Las Vegas Sun

April 26, 2024

Columnist Dean Juipe: Marlins are following familiar, demented course

Dean Juipe's column appears Monday, Tuesday, Wednesday and Friday. His boxing notebook appears Thursday. Reach him at [email protected] or (702) 259-4084.

They're doing it, they're doing it again even after they said they wouldn't.

They promised this wouldn't happen. They swore that they wouldn't make the same mistake they made the last time they were in this position.

But they're following the exact same course. They're repeating history.

They're tearing apart the world champions.

Have you seen what's going on with the Florida Marlins since they won the World Series? And do you remember the aftermath of the Marlins' world championship in 1997?

Both times, to the detriment of the franchise and everything to do with baseball in South Florida, the owner of the Marlins has decided not so much to gut his team as to neglect it or leave it to the ravages of fate.

As opposed to building a perennial contender as the Yankees, Braves and a few others in baseball attempt to do, the Marlins owner -- it was Wayne Huizenga in '97 and it's Jeffrey Loria now -- seems to prefer a more diabolical approach.

Win and rebuild and maybe extend your reign? Nah, the Marlins win and commit Hari Kari.

"If they keep this ballclub together for the next 3, 4 or 5 years, you'll see more than one World Series," catcher and Series MVP Ivan Rodriguez said after the Marlins defeated the Yankees in Game 6 to claim the title.

Yet Rodriguez, the physical and emotional mainstay of the club who was working under a one-year, $10-million contract, was almost first to go as Loria lapsed into the doldrums of his post-Series stupor. He not only denied Rodriguez a raise or even the same salary for 2004, he offered him a contract that was worth $3 million per year less than what Rodriguez had been earning.

Offer the World Series MVP a cut in pay? Only an owner of the Marlins would be so clueless.
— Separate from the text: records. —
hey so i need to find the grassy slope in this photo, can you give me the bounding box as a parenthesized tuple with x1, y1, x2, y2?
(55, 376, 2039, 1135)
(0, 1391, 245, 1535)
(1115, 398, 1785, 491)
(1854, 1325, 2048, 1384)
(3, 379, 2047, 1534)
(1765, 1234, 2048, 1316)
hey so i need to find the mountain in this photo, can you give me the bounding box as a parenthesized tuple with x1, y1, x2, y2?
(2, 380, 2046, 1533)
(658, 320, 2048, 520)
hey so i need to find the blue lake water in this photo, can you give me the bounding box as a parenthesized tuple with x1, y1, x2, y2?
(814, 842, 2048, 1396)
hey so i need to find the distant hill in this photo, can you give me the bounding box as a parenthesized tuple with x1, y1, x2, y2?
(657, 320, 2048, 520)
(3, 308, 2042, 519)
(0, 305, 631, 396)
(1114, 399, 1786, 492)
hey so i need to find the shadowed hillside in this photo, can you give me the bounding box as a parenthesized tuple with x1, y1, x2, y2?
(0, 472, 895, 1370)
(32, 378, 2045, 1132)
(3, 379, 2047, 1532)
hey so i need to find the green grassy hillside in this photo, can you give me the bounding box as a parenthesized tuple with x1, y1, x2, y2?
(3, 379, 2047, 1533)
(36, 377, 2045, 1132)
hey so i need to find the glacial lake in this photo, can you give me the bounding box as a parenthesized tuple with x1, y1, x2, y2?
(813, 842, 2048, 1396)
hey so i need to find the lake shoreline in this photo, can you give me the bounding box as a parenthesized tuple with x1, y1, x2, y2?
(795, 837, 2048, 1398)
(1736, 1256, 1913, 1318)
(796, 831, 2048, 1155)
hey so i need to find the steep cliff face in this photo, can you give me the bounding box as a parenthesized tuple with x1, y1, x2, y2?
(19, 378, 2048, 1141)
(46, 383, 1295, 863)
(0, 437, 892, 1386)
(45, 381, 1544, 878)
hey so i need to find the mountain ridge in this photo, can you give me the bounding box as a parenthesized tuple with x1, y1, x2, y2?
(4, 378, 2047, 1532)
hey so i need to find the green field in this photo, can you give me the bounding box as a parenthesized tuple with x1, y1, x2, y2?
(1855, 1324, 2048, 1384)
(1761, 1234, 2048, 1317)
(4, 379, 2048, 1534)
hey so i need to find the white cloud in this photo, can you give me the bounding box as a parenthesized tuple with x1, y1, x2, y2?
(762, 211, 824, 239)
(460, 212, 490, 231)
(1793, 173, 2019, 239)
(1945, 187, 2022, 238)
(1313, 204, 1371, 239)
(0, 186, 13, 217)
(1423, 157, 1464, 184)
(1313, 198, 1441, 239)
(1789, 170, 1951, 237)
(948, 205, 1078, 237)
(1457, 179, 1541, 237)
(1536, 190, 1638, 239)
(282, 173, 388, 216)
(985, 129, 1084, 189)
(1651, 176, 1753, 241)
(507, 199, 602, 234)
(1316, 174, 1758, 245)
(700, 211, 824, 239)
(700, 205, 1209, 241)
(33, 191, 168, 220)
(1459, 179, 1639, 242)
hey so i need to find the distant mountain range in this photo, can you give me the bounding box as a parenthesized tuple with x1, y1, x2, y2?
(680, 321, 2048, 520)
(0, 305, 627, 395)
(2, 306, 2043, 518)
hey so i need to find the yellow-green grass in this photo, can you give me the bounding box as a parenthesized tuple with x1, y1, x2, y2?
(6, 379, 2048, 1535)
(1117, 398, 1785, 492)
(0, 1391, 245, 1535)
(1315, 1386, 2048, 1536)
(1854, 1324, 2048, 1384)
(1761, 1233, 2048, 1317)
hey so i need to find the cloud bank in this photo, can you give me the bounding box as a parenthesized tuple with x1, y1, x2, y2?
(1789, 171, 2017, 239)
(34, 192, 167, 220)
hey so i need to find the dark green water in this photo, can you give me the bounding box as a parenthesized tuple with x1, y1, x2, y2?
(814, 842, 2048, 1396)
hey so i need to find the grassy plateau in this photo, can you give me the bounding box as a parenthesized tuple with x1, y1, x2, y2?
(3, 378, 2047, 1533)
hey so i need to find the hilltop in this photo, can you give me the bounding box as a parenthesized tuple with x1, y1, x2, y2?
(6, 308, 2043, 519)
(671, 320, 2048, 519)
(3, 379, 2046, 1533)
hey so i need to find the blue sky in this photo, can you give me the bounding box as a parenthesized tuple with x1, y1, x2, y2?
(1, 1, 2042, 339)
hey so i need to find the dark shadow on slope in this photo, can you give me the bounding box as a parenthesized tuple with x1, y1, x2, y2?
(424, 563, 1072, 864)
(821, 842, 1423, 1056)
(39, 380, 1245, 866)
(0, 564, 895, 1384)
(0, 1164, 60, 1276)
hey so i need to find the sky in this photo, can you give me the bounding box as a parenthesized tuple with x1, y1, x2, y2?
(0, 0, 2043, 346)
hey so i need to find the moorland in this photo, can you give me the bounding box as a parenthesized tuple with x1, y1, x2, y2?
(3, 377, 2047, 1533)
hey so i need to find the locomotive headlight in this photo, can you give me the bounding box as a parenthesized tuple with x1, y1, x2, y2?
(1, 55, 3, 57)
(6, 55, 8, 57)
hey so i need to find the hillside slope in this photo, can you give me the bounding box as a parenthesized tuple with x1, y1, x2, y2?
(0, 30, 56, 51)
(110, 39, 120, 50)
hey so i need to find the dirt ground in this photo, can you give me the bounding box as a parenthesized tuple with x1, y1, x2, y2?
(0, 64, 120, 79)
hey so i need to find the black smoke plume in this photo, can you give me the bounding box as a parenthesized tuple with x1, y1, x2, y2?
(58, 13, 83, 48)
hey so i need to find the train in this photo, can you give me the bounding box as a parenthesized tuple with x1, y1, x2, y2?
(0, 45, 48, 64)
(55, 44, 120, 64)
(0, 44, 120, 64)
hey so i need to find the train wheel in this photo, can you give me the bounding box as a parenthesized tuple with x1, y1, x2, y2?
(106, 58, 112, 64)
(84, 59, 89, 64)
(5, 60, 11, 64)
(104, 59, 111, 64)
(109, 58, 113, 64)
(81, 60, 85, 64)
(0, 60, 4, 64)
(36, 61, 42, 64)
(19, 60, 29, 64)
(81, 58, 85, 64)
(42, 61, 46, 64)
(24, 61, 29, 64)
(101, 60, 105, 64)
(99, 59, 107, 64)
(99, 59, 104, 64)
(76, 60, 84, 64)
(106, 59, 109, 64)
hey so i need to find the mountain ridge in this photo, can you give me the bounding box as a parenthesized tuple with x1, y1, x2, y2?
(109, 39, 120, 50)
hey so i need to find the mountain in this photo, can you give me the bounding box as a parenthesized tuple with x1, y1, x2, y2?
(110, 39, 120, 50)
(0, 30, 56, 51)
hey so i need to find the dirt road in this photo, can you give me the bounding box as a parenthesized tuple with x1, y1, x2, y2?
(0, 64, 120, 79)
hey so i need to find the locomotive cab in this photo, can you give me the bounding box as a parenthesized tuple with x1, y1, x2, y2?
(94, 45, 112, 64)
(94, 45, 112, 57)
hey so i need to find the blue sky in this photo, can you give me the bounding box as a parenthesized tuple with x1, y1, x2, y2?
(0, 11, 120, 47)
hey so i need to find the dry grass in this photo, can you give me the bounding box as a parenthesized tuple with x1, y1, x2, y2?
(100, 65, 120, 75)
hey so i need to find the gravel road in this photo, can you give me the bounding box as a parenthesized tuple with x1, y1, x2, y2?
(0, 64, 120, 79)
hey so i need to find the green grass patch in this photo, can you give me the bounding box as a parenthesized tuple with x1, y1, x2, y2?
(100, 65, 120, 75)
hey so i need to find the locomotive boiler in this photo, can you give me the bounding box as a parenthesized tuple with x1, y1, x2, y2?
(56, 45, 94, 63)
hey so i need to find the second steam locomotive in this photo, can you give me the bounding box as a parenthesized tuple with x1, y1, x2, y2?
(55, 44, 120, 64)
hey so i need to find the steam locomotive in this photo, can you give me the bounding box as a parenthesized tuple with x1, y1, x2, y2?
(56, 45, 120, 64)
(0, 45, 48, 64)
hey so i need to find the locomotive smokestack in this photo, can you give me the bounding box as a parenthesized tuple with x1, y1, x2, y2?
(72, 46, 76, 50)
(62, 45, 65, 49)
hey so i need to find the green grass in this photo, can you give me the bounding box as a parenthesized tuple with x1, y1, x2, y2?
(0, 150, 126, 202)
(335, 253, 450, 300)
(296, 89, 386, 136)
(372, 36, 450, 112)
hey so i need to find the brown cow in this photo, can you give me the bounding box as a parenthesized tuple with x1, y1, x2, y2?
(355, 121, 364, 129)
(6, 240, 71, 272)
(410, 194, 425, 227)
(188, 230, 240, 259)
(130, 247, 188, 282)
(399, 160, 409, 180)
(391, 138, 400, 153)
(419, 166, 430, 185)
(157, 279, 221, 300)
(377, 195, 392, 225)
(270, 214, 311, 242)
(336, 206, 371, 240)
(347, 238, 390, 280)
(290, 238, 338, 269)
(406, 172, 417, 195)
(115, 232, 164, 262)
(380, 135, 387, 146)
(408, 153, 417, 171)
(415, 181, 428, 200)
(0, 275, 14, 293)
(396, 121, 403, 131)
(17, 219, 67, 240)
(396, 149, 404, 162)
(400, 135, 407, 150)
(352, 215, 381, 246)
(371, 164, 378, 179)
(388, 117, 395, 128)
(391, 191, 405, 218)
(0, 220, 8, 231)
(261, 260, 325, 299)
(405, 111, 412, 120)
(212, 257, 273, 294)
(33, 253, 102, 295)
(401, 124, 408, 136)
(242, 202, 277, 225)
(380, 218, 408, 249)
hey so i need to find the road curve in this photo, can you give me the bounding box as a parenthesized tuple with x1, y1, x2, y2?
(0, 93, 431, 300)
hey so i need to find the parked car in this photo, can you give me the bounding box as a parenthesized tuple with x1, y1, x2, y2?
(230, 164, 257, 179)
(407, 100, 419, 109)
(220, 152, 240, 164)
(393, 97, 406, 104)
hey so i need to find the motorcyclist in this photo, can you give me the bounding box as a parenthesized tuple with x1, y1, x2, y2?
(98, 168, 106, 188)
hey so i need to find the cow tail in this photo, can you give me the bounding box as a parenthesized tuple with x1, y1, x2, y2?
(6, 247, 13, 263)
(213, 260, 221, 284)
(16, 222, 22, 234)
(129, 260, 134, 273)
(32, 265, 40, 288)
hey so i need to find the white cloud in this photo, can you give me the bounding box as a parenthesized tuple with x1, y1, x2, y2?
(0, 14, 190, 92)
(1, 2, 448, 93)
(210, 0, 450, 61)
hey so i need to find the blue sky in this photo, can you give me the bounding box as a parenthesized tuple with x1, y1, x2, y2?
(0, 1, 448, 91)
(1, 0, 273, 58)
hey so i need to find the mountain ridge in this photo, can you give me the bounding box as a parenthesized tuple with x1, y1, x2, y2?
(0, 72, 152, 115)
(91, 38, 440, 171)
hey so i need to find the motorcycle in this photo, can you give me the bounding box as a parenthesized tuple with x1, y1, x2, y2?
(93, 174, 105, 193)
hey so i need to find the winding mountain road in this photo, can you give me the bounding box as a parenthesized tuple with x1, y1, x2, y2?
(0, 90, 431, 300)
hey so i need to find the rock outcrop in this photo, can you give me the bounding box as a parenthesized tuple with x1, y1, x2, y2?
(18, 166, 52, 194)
"For the sake of the fans, they need to bring back as much of this team as possible," Florida third baseman Mike Lowell said after the Series. "The fans can't take another dismantling."

But that's what they're getting, although Loria did sign Lowell (and second baseman Luis Castillo) to new contracts and is holding out hope that a prominent free agent such as Montreal's Vladimir Guerrero can be obtained during the ongoing winter meetings.

But Rodriguez and closer Ugueth Urbina were invited to walk away as free agents and first baseman Derrek Lee -- who was eligible for arbitration -- was all but given to the Cubs. And over the weekend, the Marlins virtually gave outfielder Juan Encarnacion to the Dodgers (getting only the vague "player to be named later" in return).

Rodriguez, Lee and Encarnacion combined for 271 RBIs last season and their collective loss will be a great one to overcome even for a team with a nice assortment of good, young pitchers.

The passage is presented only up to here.